Etiopia - kraj, w którym od ponad czterech lat nie spadła ani kropla deszczu.

Codziennie pięć kolejnych osób, umiera w Etiopii z powodu suszy - od ponad czterech lat nie padał tam deszcz. Mimo, że świat obiecał już pomoc humanitarną dla Afryki problemem pozostaje jednak jej dostarczenie. Drogi w Etiopii są w katastrofalnym stanie - to główny powód ale nie jedyny. Ten drugi duży problem to złodzieje - rozmaite gangi z sąsiedniej Somalii.

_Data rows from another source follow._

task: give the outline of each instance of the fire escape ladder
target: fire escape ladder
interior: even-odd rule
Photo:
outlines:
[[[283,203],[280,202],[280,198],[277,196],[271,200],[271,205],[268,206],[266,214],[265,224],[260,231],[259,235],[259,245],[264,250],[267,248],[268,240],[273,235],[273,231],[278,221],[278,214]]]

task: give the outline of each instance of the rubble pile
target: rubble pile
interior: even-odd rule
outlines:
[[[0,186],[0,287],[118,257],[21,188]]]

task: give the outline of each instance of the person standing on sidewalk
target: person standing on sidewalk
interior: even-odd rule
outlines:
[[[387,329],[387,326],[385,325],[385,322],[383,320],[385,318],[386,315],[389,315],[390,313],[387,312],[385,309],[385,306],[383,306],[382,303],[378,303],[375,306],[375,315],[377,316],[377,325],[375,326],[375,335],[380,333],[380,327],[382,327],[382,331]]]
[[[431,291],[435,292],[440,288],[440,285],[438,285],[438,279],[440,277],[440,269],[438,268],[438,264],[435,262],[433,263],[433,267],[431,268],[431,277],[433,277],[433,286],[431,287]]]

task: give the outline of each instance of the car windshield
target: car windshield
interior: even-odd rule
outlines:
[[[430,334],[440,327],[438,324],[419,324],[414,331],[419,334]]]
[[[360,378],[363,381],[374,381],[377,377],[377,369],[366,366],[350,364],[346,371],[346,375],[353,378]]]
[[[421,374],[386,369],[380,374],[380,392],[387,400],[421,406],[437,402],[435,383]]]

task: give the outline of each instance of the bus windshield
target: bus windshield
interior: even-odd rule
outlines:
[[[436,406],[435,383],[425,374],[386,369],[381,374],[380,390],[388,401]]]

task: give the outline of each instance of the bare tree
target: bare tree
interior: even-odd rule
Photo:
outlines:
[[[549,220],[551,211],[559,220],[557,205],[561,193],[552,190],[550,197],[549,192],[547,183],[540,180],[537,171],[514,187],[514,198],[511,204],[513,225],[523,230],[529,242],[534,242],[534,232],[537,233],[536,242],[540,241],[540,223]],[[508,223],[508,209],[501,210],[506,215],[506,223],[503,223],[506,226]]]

Przeszkody nie leżą jednak wyłącznie w samej Etiopii, lecz również w Erytrei. Tamtejszy port - Dżibuti jest głównym miejscem gdzie dociera pomoc z Europy i USA. By usprawnić transport żywności ONZ zainwestowało już miliony dolarów w modernizację portu. Szefowa Światowego Programu Żywnościowego Catherine Bertini podkreśla, że konieczne jest przyspieszenie prac: "Port w Dżibuti jest kluczowy, by pomóc głodującym mieszkańcom Etiopii. To jeden z najważniejszych portów regionu", mówi Catherine Bertini. Odwiedza ona dotknięte suszą kraje afrykańskie by oszacować realne zagrożenie głodem, który według szacunków może dotknąć nawet szesnaście milionów ludzi.